By Harry S. MargolisMassachusetts is unique because it has an exception to some of its MassHealth rules for individuals who own qualifying long-term care insurance (LTCI) policies. Under Massachusetts law, the home of a MassHealth resident with a LTCI policy will affect eligibility for benefits and the estate—which usually consists of the home—will not be subject to claim for reimbursement by MassHealth upon the death of the beneficiary (often referred to as “estate recovery”).
The estate recovery protection is generally of more value than the exception to eligibility since homes are non-countable in any case as long as the equity in the house is less than $893,000 (as of 2020) and the nursing home resident states an intent to return home. However, if the house is in the nursing home resident’s sole name, it will be in his probate estate upon his death and, absent a qualifiying LTCI, will be subject to MassHealth’s claim for reimbursement.
To qualify, the LTCI policy must provide a benefit of at least $125 a day for at least two years. Until 2013, MassHealth required that the policy be qualifying at the time the applicant moved to a nursing home, meaning that at least two years of coverage remained at that time. This meant that some seniors felt compelled to move to nursing homes earlier than they might have otherwise done in order not to lose the estate recovery protection. If they used up their policies paying for care at home or in assisted living, under the MassHealth policy, they would no longer qualify for the estate recovery exemption.
Many advocates felt that this policy was perverse, since it both reduced the incentive for seniors to purchase LTCI, and encouraged them to move to nursing homes and seek MassHealth coverage sooner than they might have done otherwise. After many years of stagnation, the Massachusetts legislature passed a law in 2013 (M.G.L. c. 118E, sec. 33) that required MassHealth to permit qualified policies to be spent down, paying for home and assisted living, prior to the beneficiary entering a nursing home and still qualify for the estate recovery exemption.
However, even this left a gray area. While the MassHealth applicant would no longer have to have two years of coverage remaining on the policy when she entered the nursing home, the statute wasn’t totally clear on whether the policy still had to be in force at that time. In other words, what if the policy holder used all of her benefits before moving to the nursing home?
In a letter dated June 24, 2013, from Barbara Wexler, First Deputy General Counsel of the Executive Office of Elder Affairs to Attorneys Timothy Loff and Deborah Thomson of the Massachusetts Chapter of the National Academy of Elder Law Attorneys, MassHealth states that the policy may not have been exhausted prior to the MassHealth applicant moving to a nursing home. There must be at least one day of benefits remaining.

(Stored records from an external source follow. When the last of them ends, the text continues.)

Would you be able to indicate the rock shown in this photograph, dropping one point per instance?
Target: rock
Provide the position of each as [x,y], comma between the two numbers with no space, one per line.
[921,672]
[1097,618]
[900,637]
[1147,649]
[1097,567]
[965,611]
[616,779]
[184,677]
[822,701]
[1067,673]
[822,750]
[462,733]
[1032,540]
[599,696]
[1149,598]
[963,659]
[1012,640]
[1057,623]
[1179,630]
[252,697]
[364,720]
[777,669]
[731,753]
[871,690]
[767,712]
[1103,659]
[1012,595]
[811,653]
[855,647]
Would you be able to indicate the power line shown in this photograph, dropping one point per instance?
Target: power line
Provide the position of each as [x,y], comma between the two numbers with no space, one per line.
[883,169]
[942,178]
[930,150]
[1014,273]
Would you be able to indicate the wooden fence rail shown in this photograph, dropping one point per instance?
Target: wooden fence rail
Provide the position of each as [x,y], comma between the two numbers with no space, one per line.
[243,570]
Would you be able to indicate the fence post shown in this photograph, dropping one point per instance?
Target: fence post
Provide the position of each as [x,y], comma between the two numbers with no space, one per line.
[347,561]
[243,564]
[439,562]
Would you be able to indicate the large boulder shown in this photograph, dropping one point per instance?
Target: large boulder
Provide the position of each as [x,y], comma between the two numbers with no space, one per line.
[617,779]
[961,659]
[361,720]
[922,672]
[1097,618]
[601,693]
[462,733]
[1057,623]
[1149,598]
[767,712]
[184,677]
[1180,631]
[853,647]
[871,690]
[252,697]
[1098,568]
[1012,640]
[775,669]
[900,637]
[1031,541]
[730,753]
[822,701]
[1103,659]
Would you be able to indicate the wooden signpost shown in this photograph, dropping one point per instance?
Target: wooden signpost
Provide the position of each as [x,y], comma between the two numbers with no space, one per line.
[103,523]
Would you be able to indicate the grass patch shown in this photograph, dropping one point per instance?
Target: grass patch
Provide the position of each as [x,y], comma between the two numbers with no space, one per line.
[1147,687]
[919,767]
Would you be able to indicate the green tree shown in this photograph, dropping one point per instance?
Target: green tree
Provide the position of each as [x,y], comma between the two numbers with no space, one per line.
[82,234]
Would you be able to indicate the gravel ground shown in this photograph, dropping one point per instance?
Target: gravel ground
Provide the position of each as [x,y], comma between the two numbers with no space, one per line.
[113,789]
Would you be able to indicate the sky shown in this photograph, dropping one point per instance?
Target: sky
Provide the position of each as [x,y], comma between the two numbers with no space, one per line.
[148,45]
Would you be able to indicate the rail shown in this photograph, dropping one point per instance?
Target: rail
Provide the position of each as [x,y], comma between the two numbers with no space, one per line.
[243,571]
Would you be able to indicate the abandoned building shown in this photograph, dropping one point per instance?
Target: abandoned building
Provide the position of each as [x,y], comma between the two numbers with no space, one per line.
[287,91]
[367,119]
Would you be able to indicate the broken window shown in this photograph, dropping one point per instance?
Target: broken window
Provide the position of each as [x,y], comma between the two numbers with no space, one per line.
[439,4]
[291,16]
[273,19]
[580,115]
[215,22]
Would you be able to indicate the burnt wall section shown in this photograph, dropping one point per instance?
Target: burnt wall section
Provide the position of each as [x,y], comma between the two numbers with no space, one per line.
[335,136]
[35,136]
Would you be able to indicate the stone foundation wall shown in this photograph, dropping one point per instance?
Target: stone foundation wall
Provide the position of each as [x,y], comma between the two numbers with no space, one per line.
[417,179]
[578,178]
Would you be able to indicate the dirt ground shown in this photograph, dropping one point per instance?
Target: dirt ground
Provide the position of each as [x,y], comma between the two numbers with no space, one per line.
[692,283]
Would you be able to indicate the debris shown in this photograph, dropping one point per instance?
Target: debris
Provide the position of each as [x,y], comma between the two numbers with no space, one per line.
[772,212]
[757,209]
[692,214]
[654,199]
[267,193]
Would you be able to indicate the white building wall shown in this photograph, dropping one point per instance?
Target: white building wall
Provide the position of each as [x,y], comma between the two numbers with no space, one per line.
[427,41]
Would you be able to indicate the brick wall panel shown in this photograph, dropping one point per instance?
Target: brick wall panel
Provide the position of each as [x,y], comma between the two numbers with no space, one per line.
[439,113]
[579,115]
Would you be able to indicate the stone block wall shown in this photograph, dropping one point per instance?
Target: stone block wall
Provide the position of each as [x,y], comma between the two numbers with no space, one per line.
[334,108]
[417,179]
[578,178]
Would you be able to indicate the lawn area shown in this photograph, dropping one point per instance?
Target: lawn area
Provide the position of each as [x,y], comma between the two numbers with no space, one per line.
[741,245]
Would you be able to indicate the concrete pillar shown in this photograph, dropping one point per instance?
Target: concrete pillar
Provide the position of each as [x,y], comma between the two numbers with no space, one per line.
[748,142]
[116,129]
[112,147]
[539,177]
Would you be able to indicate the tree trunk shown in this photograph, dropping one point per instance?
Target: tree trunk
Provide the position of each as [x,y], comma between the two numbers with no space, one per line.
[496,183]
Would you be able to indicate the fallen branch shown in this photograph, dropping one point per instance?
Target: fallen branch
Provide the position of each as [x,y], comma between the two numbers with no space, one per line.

While this is a much better result than the prior rule, it still could compel seniors to nursing homes earlier. This can add considerable pressure to seniors and their families around the decision to leave the familiarity of home or assisted living by entering a nursing home.
WARNING: Seniors and their families hoping to take advantage of the LTCI exclusion on the countability of their former home and the estate recovery exemption need to be aware of lots of complicated rules and be careful when completing an application for MassHealth coverage. Normally, applicants who own homes are counseled to check off the box saying that they do intend to return home in order for the property to be treated as their personal residence and be non-countable. However, in order to take advantage the LTCI exclusions, they must instead check off the box stating that they do not intend to return home. Even though the house would no longer qualify for the exemption as a personal residence, it will qualify for the LTCI exemption for which there is no $802,000 limit on the equity value.